Hambrecht says Google underpriced its shares in the Aug. 18 offering, which at $85 raised $1.92 billion, a record for any Internet company. Google allowed big investors, with Morgan Stanley and Credit Suisse First Boston Inc., the banks leading the IPO, to dominate the bidding, he says.

“All the institutional business had to channel through CSFB and Morgan Stanley,” says Hambrecht, 69, whose San Francisco- based WR Hambrecht & Co. was one of the eight co-managers. “The institutions came in and said, `I want a 15 percent discount so I’ll bid $85.’ And they got it.”…

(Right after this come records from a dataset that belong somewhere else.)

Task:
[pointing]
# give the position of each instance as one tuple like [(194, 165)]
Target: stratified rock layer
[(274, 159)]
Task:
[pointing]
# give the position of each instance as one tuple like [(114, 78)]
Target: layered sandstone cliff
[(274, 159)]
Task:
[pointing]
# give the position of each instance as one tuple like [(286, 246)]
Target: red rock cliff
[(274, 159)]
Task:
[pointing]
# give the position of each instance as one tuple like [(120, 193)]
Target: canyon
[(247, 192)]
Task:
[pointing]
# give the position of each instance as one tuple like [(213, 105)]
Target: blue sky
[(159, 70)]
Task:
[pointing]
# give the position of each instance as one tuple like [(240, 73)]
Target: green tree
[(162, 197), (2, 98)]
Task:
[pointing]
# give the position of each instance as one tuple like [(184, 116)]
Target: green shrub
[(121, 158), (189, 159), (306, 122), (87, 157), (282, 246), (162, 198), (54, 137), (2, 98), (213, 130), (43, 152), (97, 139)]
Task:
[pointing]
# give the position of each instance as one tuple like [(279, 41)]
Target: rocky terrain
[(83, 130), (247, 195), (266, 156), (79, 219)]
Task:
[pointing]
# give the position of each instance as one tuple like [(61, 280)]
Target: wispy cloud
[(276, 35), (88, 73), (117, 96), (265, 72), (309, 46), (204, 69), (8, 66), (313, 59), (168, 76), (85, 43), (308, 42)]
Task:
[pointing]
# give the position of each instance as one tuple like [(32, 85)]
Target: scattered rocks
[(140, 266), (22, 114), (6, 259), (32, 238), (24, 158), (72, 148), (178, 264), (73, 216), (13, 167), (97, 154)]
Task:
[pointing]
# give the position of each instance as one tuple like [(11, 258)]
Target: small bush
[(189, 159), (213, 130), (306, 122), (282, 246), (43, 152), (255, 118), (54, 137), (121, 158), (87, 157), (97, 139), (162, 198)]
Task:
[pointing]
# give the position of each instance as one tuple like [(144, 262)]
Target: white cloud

… Hambrecht says the bid totals, or “stacks,” from his firm’s clients ranged up to $120 per share.

“Before they announced the price reduction, our bid stack predicted the stock would sell between $110 and $120,” Hambrecht says. “After the price reduction, the mean of our bid stack was $97. Our bid stack clearly showed that the price could have been higher.”

Hambrecht does allow that Google achieved its aims with its IPO, however.

Hambrecht says the offering achieved Google’s objectives even though it was underpriced, because the auction allowed customers and other small investors to buy shares.

“It was never their objective to get the highest price,” says Hambrecht. “The company is awash with cash. They wanted marketability. They wanted access to their customer base.”